For years, retail spending online rose slowly but steadily. From 2010 to 2019, e-commerce’s share of spending in the US grew from 4% to 12%, about a one percentage point increase each year.
Then Covid-19 happened. From the first quarter of 2020 to the second, the US Census found e-commerce increased from 11.8% of all sales to 16.1%. So in just one quarter, e-commerce grew as much as it had in the past four years. People are buying a lot more from Amazon, but it’s not just that. Stores like Best Buy, Target, and Home Depot reported huge increases in their online sales this year. The department store Macy’s even announced it was converting one of its brick and mortar stores into a fulfillment center to process all of its orders.
The spending categories with the largest e-commerce increases were building and gardening supplies, food and beverage, and health and personal care products. Online building and gardening supply purchases more than doubled from $4 billion in the first quarter to $8.2 billion in the second, spurred by a home improvement spending spree. If you have to be at home all the time, why not make it nicer? Frequently purchased items like food and health products were much less likely to be purchased online before Covid-19, compared to periodic purchases like clothing and electronics. Yet more shoppers, concerned about the health risks of heading to stores, finally took the plunge and went online for their daily needs.
Motor vehicle spending is one area that hasn’t seen much of an online jump. It’s an important reason online spending hasn’t surged even more during the pandemic. Over one fifth of all retail spending goes toward vehicles, but less than 4% of those purchases are made online. Revenues for online used car retailer Carvana did shoot up 25%, but in general, for such a large purchase, most people want to see a car before they buy it.
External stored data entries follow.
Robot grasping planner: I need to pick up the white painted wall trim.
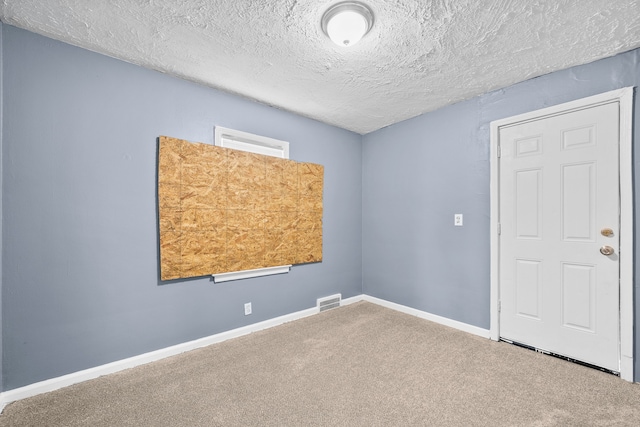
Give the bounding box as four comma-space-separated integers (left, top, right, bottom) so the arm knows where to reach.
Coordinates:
0, 302, 319, 412
214, 125, 289, 159
618, 87, 634, 381
0, 21, 4, 398
213, 265, 291, 283
0, 294, 491, 412
340, 295, 365, 306
362, 295, 491, 338
489, 87, 635, 381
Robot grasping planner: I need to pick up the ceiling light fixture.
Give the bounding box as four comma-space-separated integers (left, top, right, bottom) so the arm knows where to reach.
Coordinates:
321, 2, 374, 47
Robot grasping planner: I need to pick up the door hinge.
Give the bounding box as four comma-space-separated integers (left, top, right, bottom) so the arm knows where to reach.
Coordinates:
498, 301, 502, 312
498, 223, 501, 235
497, 145, 502, 158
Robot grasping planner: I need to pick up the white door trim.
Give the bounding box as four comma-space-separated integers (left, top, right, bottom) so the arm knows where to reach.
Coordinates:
490, 87, 635, 381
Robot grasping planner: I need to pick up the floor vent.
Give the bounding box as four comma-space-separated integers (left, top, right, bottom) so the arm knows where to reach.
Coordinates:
317, 294, 341, 312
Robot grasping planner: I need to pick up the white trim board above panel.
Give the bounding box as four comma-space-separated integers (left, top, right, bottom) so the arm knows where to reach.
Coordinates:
0, 294, 492, 412
214, 126, 289, 158
489, 87, 634, 381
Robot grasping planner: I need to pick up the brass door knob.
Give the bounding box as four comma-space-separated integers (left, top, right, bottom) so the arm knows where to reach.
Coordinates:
600, 245, 615, 256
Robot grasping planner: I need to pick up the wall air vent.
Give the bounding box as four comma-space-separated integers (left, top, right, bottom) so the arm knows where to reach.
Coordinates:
317, 294, 342, 312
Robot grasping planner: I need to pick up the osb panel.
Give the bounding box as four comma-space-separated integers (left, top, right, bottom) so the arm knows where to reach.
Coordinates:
158, 136, 323, 280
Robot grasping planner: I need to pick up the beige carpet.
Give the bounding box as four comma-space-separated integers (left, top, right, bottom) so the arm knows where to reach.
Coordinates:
2, 301, 640, 426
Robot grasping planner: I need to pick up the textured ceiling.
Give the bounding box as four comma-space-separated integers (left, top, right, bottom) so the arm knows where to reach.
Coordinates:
1, 0, 640, 134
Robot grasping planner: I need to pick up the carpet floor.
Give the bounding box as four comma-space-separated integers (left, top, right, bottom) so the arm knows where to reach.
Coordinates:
1, 301, 639, 426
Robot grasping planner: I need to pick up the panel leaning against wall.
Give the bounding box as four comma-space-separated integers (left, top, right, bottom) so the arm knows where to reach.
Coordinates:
158, 136, 323, 281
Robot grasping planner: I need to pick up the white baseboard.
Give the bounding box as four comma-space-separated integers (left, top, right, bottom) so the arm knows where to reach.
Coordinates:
362, 295, 491, 338
0, 293, 486, 412
340, 294, 365, 306
0, 303, 320, 412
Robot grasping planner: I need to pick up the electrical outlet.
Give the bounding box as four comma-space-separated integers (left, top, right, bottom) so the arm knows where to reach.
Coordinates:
244, 302, 252, 316
454, 214, 463, 226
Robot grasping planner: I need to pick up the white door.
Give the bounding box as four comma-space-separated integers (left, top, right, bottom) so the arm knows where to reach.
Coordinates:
499, 101, 620, 372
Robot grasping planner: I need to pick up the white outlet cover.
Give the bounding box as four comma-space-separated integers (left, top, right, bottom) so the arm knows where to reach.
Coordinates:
244, 303, 252, 315
454, 214, 463, 226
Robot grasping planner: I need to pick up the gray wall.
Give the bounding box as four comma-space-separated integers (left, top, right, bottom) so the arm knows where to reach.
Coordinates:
1, 25, 363, 390
362, 48, 640, 380
2, 22, 640, 390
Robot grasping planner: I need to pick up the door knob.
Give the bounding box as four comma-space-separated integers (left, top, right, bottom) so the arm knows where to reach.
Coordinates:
600, 245, 614, 256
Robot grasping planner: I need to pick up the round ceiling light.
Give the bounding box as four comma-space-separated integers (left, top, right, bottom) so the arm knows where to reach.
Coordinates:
321, 2, 374, 47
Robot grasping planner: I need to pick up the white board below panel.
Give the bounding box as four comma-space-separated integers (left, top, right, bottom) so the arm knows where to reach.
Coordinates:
213, 265, 291, 283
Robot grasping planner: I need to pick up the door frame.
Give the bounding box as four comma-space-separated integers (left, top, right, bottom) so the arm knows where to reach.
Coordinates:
490, 87, 635, 381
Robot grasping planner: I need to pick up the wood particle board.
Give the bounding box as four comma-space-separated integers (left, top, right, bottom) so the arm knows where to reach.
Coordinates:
158, 136, 323, 281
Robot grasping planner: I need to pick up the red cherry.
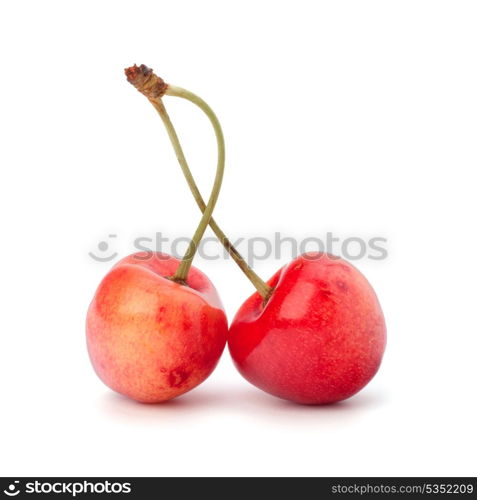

Will online retail ever return to its previous levels? While it’s likely to moderate some, experts believe more e-commerce is just part of the new normal. Retail analysts believe the pandemic has sped the rate at which shoppers would have moved online by a few years, and CEOs are saying it has fundamentally changed the way Americans shop. After stores started to reopen, online shopping remained strong. Even categories like groceries, where e-commerce was slow to catch on, expect to see a large portion continuing to buy online.
In China, where online shopping is even more popular than in the US, online purchases also increased during the early stages of the pandemic. Online spending continued to accelerate even after lockdown restrictions eased. The sales of e-commerce giant Alibaba soared 34% in the second quarter compared to the previous year, even larger rate than the 22% growth of the first quarter.
A lot of aspects of life will go back to normal after the pandemic ends, but how we make purchases doesn’t seem like one of them.